Eric Yuan is, in many ways, the poster child for the coronavirus economy. His Zoom Video Communications has hosted school lessons, family gatherings and business meetings for more than 300 million participants a day during the pandemic. The stock of the video conferencing site has soared more than 500% this year and Yuan, a Chinese-born immigrant to the US, was at one point worth US$28.6-billion — the 40th wealthiest person on the planet.
That remarkable surge took a hit on Monday after Pfizer said the Covid-19 vaccine it’s developing with BioNTech prevented more than 90% of infections in a study, the most encouraging scientific advance so far in the battle against the virus. Airlines, oil giants and hotel operators surged, but stocks that benefited from lockdowns and work-from-home arrangements, such as Peloton Interactive, Netflix and online supermarket Ocado Group, all slumped.
The key question now is whether those extraordinary gains can hold, or whether people will stop using the services of companies like Zoom after the pandemic ends and they return to the workplace.
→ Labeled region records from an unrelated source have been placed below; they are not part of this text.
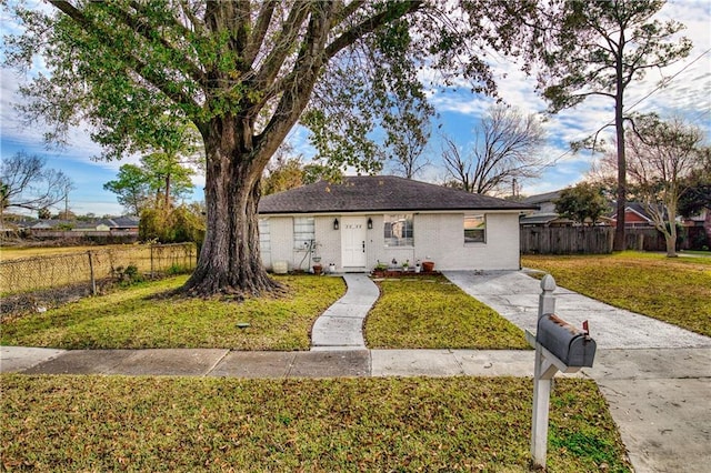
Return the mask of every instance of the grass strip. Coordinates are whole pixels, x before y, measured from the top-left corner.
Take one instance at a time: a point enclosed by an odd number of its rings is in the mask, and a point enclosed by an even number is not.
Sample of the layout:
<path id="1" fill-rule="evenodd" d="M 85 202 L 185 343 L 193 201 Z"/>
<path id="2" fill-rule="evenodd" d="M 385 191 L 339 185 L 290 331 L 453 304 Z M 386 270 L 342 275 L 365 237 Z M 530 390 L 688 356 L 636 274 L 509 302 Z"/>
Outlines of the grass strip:
<path id="1" fill-rule="evenodd" d="M 604 255 L 527 255 L 522 264 L 608 304 L 711 336 L 711 259 L 625 251 Z"/>
<path id="2" fill-rule="evenodd" d="M 523 331 L 444 276 L 378 281 L 365 320 L 372 349 L 529 349 Z"/>
<path id="3" fill-rule="evenodd" d="M 346 292 L 340 278 L 280 276 L 289 294 L 248 299 L 161 296 L 177 276 L 2 323 L 3 345 L 58 349 L 308 350 L 311 325 Z M 249 323 L 240 329 L 238 323 Z"/>
<path id="4" fill-rule="evenodd" d="M 7 471 L 497 471 L 531 467 L 530 379 L 2 375 Z M 551 399 L 549 472 L 627 472 L 589 380 Z"/>

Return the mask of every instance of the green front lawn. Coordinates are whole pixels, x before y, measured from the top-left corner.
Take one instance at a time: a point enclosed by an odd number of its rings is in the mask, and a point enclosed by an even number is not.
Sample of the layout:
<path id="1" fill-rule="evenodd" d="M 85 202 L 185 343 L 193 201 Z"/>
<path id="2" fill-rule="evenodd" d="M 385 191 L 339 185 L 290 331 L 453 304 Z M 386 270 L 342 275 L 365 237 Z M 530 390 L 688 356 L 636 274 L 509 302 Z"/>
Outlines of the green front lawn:
<path id="1" fill-rule="evenodd" d="M 625 251 L 605 255 L 527 255 L 527 268 L 590 298 L 711 336 L 711 259 Z"/>
<path id="2" fill-rule="evenodd" d="M 371 349 L 528 349 L 523 331 L 443 276 L 385 279 L 365 320 Z"/>
<path id="3" fill-rule="evenodd" d="M 0 381 L 3 471 L 530 469 L 530 379 Z M 555 382 L 548 466 L 630 471 L 592 381 Z"/>
<path id="4" fill-rule="evenodd" d="M 166 296 L 188 276 L 142 283 L 2 323 L 3 345 L 60 349 L 308 350 L 313 321 L 346 292 L 340 278 L 280 276 L 280 298 Z M 240 329 L 238 323 L 249 323 Z"/>

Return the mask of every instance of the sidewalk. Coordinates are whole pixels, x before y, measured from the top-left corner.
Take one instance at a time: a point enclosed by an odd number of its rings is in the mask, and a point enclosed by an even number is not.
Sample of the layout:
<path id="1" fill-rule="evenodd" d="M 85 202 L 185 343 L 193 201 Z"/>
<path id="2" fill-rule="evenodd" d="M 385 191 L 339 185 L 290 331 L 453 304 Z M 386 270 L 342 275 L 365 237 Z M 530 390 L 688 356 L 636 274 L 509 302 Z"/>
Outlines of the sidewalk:
<path id="1" fill-rule="evenodd" d="M 523 272 L 445 272 L 468 294 L 535 331 L 540 282 Z M 363 274 L 317 322 L 309 352 L 61 351 L 0 348 L 0 371 L 241 378 L 533 375 L 533 351 L 367 350 L 362 322 L 378 296 Z M 374 292 L 373 292 L 374 290 Z M 711 339 L 558 289 L 557 313 L 598 343 L 592 378 L 639 472 L 705 472 L 711 464 Z"/>

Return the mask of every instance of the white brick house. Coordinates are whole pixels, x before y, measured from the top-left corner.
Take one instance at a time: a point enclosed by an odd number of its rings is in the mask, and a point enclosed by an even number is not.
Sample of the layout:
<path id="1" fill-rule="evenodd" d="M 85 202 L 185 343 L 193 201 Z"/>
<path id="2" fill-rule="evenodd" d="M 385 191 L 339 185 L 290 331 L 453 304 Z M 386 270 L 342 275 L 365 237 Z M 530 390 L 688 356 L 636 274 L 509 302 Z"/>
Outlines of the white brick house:
<path id="1" fill-rule="evenodd" d="M 534 207 L 395 177 L 348 177 L 267 195 L 261 255 L 272 269 L 339 272 L 380 262 L 433 261 L 437 270 L 518 270 L 519 215 Z M 278 264 L 279 265 L 279 264 Z"/>

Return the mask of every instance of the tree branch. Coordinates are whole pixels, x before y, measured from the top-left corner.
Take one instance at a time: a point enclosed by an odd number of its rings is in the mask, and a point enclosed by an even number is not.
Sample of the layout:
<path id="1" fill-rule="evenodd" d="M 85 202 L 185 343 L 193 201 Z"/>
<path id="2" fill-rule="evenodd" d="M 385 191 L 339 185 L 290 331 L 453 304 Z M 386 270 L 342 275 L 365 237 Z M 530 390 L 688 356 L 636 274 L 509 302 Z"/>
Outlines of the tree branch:
<path id="1" fill-rule="evenodd" d="M 148 64 L 146 64 L 140 59 L 138 59 L 136 56 L 131 54 L 131 52 L 127 51 L 126 48 L 121 48 L 119 47 L 119 44 L 116 44 L 111 39 L 112 38 L 111 31 L 106 31 L 100 27 L 98 27 L 97 24 L 94 24 L 93 22 L 91 22 L 83 14 L 83 12 L 74 8 L 68 1 L 49 0 L 49 2 L 52 6 L 54 6 L 58 10 L 60 10 L 62 13 L 71 18 L 84 31 L 87 31 L 88 33 L 94 34 L 97 38 L 99 38 L 107 48 L 112 50 L 119 58 L 122 58 L 122 60 L 126 61 L 128 69 L 132 69 L 136 73 L 138 73 L 148 82 L 153 84 L 158 90 L 163 92 L 170 100 L 172 100 L 176 103 L 184 103 L 184 104 L 190 104 L 194 108 L 200 108 L 200 105 L 191 97 L 180 91 L 172 90 L 170 87 L 168 87 L 168 82 L 166 80 L 163 80 L 156 73 L 151 72 L 151 69 L 148 67 Z"/>

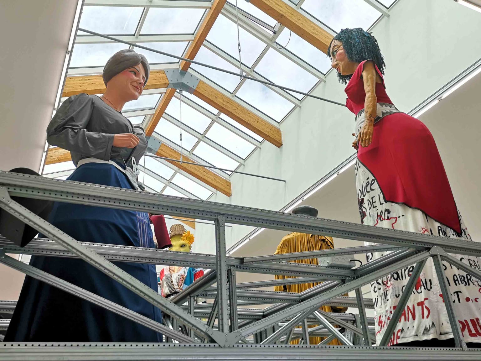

“I don’t think the trend around e-commerce, video collaboration or shift-to-cloud will change as a result of the vaccine,” said Bloomberg Intelligence analyst Mandeep Singh. “The valuations look rich for some of these names, but some of these are multiyear growth stories. This is just normal volatility as investors look to rotate into sectors that have been depressed due to the pandemic such as travel, casinos and hospitality.”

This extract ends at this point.